California's extreme wildfires are triggering "fire whirls"

Thousands of acres are burning from California to Canada

By Matthew Rozsa

Staff Writer

Published August 3, 2023 5:44PM (EDT)

Crane Valley Hotshots set a back fire as the York fire burns in the Mojave National Preserve on July 30, 2023. (DAVID SWANSON/AFP via Getty Images)
Crane Valley Hotshots set a back fire as the York fire burns in the Mojave National Preserve on July 30, 2023. (DAVID SWANSON/AFP via Getty Images)

Thousands of acres are burning as of Wednesday from California and Oregon to Washington and the US-Canada border, all due to wildfires being exacerbated by climate change. Because humans are emitting greenhouse gases by burning fossil fuels, we are exacerbating unprecedented extreme weather events like extreme wildfires.

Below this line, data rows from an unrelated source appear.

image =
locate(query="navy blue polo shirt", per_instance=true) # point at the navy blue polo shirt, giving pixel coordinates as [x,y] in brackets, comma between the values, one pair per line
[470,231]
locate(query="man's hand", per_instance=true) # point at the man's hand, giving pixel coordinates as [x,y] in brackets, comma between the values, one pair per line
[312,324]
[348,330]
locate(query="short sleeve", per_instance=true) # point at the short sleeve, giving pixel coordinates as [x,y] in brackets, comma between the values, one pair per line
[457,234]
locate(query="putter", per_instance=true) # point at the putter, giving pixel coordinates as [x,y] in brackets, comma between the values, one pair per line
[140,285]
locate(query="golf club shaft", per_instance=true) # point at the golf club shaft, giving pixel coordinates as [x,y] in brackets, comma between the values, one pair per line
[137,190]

As of Wednesday, California's York fire has torched more than 82,000 acres of Mojave desert, including thousands of iconic Joshua trees. Perhaps the most seemingly bizarre detail: Firefighters battling the wildfires along the California-Nevada border have noticed so-called "fire whirls," or wildfire plums that spin with naturally rotating air to form tornado-like spinning funnels.

"In some locations, firefighters on the north side of the fire observed fire whirls also known as whirlwinds," the Mojave National Preserve explained on Monday in a Facebook post. Meanwhile, Oregon's Bedrock fire has been consuming 1,000 acres every day, with some estimates that it won't be contained until October. Climate change experts agree that the current extreme weather patterns are not only caused by global warming, but are going to increase in frequency and intensity.

"It's a 'new abnormal' and it is now playing out in real time — the impacts of climate change are upon us in the form of unprecedented, dangerous extreme weather events," climatologist Michael E. Mann told Salon last month. "And it will only get worse and worse as long as we continue to burn fossil fuels and generate carbon pollution."